Ansel Adams was a photographer and an environmentalist born in 1902 in San Francisco, California. Adams found a love of nature at a young age. Adams spent substantial time at Yosemite National Park every year from 1916 until his death. He hiked, climbed, and explored, gaining self-esteem and self-confidence. When Adams was twelve he taught himself to play the piano and read music.
1927 was the pivotal year of Adams's life. He made his first fully visualized photograph, Monolith, the Face of Half Dome, and took his first High Trip. More important, he came under the influence of Albert M. Bender, a San Francisco insurance magnate and patron of arts and artists. Literally the day after they met, Bender set in motion the preparation and publication of Adams' first portfolio, Parmelian Prints of the High Sierras.

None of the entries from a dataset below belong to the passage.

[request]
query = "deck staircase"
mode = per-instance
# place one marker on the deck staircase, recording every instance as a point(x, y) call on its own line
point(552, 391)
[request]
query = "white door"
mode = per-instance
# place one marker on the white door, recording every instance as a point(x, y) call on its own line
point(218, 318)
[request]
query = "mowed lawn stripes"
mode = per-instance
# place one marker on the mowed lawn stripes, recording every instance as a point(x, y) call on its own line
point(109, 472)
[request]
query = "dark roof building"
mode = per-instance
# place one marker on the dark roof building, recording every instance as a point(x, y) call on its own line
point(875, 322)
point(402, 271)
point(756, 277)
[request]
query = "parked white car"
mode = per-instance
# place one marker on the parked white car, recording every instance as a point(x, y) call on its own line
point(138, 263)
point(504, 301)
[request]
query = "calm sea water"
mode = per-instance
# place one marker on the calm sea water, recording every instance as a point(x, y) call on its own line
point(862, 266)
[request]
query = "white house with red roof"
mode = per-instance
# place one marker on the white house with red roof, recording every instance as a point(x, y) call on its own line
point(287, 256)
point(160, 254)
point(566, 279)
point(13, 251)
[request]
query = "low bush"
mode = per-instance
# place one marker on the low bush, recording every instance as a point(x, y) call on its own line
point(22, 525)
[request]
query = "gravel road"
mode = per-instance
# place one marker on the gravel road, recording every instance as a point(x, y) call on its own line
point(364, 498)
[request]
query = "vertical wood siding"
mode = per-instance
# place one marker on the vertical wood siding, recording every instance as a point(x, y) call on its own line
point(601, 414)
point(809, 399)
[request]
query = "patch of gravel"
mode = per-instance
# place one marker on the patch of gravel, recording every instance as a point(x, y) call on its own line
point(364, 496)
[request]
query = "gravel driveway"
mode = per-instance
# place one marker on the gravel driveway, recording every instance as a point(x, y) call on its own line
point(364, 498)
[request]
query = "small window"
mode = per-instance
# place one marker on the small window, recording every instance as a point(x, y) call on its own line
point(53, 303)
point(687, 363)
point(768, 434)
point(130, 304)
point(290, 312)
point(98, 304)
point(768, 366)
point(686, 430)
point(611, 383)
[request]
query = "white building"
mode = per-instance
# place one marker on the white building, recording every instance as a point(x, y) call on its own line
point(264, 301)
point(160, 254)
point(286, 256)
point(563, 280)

Adams eventually served as principal photographic consultant to Polaroid and Hasselblad and, informally, to many other photographic concerns.
Adams's technical mastery has become that of a legend. More than any creative photographer, before or since, he reveled in the theory and practice of the medium. Adams developed the famous and highly complex "zone system" of controlling and relating exposure and development, enabling photographers to creatively visualize an image and produce a photograph that matched and expressed that visualization.
When people thought about the national parks of the Sierra Club or nature of the environment itself, they often envisioned them in terms of an Ansel Adams photograph. His black-and-white images were not "realistic" documents of nature. Instead, they sought an intensification and purification of the psychological experience of natural beauty. He created a sense of the sublime magnificence of nature that infused the viewer with the emotional equivalent of wilderness, often more powerful than the actual thing.